At 9:40 am, New York's benchmark contract, light sweet crude for June delivery was four cents lower at USD 66.42 a barrel, down from USD 66.46 in late US trades on Friday.
Brent North Sea crude for June delivery was up one cent up at USD 68.42.
George Worthington, chief regional economist at Thomson IFR, said the arrest of 172 militants in oil kingpin Saudi Arabia "highlights the upside risk to oil prices."
Saudi Arabia, the world's biggest oil exporter, said on Friday it had seized arms and money, and rounded up 172 militants which it charged were plotting attacks.

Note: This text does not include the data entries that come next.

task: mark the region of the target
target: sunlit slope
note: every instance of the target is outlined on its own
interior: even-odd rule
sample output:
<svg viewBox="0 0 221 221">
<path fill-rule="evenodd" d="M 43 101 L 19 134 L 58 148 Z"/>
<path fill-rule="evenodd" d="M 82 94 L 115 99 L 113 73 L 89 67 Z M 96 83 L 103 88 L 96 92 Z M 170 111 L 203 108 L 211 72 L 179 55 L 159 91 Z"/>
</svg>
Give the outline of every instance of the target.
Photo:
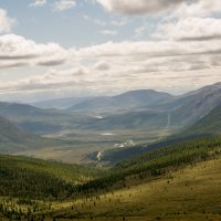
<svg viewBox="0 0 221 221">
<path fill-rule="evenodd" d="M 65 199 L 74 185 L 98 175 L 94 168 L 0 155 L 0 196 L 21 199 Z"/>
<path fill-rule="evenodd" d="M 66 203 L 74 209 L 55 212 L 54 217 L 57 220 L 218 221 L 221 220 L 220 171 L 221 158 L 217 158 L 133 187 L 129 187 L 133 180 L 128 179 L 128 187 Z"/>
</svg>

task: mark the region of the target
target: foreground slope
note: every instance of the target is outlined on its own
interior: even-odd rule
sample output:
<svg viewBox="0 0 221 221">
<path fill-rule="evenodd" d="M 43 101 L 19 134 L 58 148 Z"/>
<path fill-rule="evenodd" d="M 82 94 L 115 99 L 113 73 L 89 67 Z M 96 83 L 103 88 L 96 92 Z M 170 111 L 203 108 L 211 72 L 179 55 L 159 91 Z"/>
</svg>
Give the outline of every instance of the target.
<svg viewBox="0 0 221 221">
<path fill-rule="evenodd" d="M 0 196 L 65 199 L 74 191 L 74 185 L 97 175 L 98 170 L 85 166 L 0 155 Z"/>
<path fill-rule="evenodd" d="M 85 221 L 219 221 L 220 171 L 221 158 L 200 162 L 92 200 L 63 204 L 66 210 L 54 212 L 54 217 Z"/>
<path fill-rule="evenodd" d="M 94 168 L 2 156 L 0 217 L 219 220 L 220 147 L 221 137 L 181 143 L 127 159 L 102 173 Z"/>
</svg>

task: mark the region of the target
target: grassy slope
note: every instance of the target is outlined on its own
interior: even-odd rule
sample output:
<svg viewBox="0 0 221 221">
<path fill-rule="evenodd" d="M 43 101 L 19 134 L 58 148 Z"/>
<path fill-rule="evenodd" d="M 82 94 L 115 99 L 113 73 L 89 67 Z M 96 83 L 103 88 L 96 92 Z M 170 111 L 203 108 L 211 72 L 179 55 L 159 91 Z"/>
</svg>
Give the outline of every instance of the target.
<svg viewBox="0 0 221 221">
<path fill-rule="evenodd" d="M 221 158 L 91 200 L 63 203 L 57 220 L 221 220 Z M 65 209 L 71 208 L 72 209 Z M 69 219 L 67 219 L 69 218 Z"/>
</svg>

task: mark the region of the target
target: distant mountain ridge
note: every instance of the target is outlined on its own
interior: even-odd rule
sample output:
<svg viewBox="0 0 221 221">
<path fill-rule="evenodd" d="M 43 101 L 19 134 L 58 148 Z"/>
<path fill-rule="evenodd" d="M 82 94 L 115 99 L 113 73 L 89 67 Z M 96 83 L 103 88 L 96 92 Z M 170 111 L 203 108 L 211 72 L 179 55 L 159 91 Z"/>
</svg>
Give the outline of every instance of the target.
<svg viewBox="0 0 221 221">
<path fill-rule="evenodd" d="M 70 108 L 73 105 L 76 105 L 82 102 L 87 102 L 93 98 L 95 97 L 65 97 L 65 98 L 35 102 L 32 103 L 31 105 L 43 109 L 50 109 L 50 108 L 65 109 Z"/>
<path fill-rule="evenodd" d="M 103 96 L 70 107 L 70 110 L 105 112 L 128 109 L 172 98 L 172 95 L 154 90 L 130 91 L 116 96 Z"/>
</svg>

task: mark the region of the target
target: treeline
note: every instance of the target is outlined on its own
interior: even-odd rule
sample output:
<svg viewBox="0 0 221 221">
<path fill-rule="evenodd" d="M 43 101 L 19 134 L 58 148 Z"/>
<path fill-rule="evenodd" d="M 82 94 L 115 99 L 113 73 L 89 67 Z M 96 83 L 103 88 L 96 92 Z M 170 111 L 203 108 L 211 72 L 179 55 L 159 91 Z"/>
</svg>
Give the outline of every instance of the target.
<svg viewBox="0 0 221 221">
<path fill-rule="evenodd" d="M 78 186 L 83 192 L 108 189 L 122 183 L 127 186 L 126 178 L 137 176 L 159 176 L 171 168 L 202 161 L 221 154 L 221 137 L 200 138 L 194 141 L 182 141 L 157 150 L 145 152 L 138 157 L 124 160 L 99 179 Z"/>
<path fill-rule="evenodd" d="M 95 168 L 0 156 L 0 196 L 21 199 L 66 199 L 75 186 L 99 175 Z"/>
</svg>

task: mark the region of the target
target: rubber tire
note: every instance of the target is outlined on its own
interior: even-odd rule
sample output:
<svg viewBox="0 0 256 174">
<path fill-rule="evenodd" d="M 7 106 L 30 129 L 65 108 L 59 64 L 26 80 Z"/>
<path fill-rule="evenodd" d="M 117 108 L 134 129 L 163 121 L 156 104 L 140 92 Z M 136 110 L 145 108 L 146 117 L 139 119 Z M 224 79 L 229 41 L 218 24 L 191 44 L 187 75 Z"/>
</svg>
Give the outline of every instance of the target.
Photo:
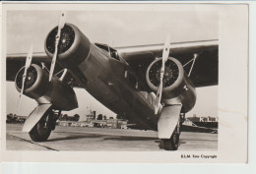
<svg viewBox="0 0 256 174">
<path fill-rule="evenodd" d="M 172 134 L 170 139 L 163 139 L 163 146 L 166 150 L 177 150 L 179 146 L 179 134 Z"/>
<path fill-rule="evenodd" d="M 33 142 L 45 142 L 49 138 L 51 129 L 49 127 L 44 128 L 47 116 L 43 116 L 29 133 Z"/>
</svg>

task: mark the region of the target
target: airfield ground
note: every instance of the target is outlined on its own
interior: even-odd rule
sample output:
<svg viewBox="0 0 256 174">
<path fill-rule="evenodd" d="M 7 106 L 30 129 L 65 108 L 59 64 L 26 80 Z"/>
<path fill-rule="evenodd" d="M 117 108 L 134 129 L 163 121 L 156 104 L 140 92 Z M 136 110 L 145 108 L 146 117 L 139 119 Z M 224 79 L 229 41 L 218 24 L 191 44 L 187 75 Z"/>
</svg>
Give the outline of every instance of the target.
<svg viewBox="0 0 256 174">
<path fill-rule="evenodd" d="M 7 124 L 7 150 L 159 151 L 157 132 L 57 126 L 47 142 L 34 143 L 22 125 Z M 218 134 L 182 132 L 178 150 L 215 151 Z"/>
</svg>

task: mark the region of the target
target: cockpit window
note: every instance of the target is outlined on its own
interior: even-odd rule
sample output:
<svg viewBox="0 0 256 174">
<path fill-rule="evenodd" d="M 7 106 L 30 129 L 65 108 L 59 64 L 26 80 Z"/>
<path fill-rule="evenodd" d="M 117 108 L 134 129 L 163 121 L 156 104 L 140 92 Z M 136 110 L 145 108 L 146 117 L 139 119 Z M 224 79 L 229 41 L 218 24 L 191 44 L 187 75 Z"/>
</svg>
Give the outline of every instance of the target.
<svg viewBox="0 0 256 174">
<path fill-rule="evenodd" d="M 99 47 L 100 49 L 108 52 L 108 54 L 115 60 L 120 61 L 118 53 L 115 49 L 107 46 L 107 45 L 103 45 L 103 44 L 99 44 L 99 43 L 95 43 L 97 47 Z"/>
<path fill-rule="evenodd" d="M 102 44 L 98 44 L 98 43 L 96 43 L 96 45 L 103 50 L 105 50 L 106 52 L 109 52 L 109 47 L 106 46 L 106 45 L 102 45 Z"/>
</svg>

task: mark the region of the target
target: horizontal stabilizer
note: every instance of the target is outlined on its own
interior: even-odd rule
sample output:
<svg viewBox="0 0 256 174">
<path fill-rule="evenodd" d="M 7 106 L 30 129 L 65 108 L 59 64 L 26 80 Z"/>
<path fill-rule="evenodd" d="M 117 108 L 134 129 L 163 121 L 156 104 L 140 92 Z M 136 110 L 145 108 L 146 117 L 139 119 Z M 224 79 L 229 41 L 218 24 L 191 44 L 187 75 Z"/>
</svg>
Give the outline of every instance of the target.
<svg viewBox="0 0 256 174">
<path fill-rule="evenodd" d="M 181 104 L 175 104 L 162 108 L 158 122 L 159 139 L 170 139 L 177 126 L 181 107 Z"/>
<path fill-rule="evenodd" d="M 50 108 L 52 104 L 39 104 L 27 118 L 24 126 L 23 132 L 31 132 L 34 125 L 41 119 L 44 113 Z"/>
</svg>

"Some individuals were training to fly to carry out terrorist attacks ... Some of the cells arrested planned to target oil installations and refineries," interior ministry spokesman General Mansur al-Turki told.
Five of those detained were linked to a failed attempt to blow up an oil refinery, the world's largest, in Abqaiq in the oil-rich Eastern Province in February 2006, according to the ministry.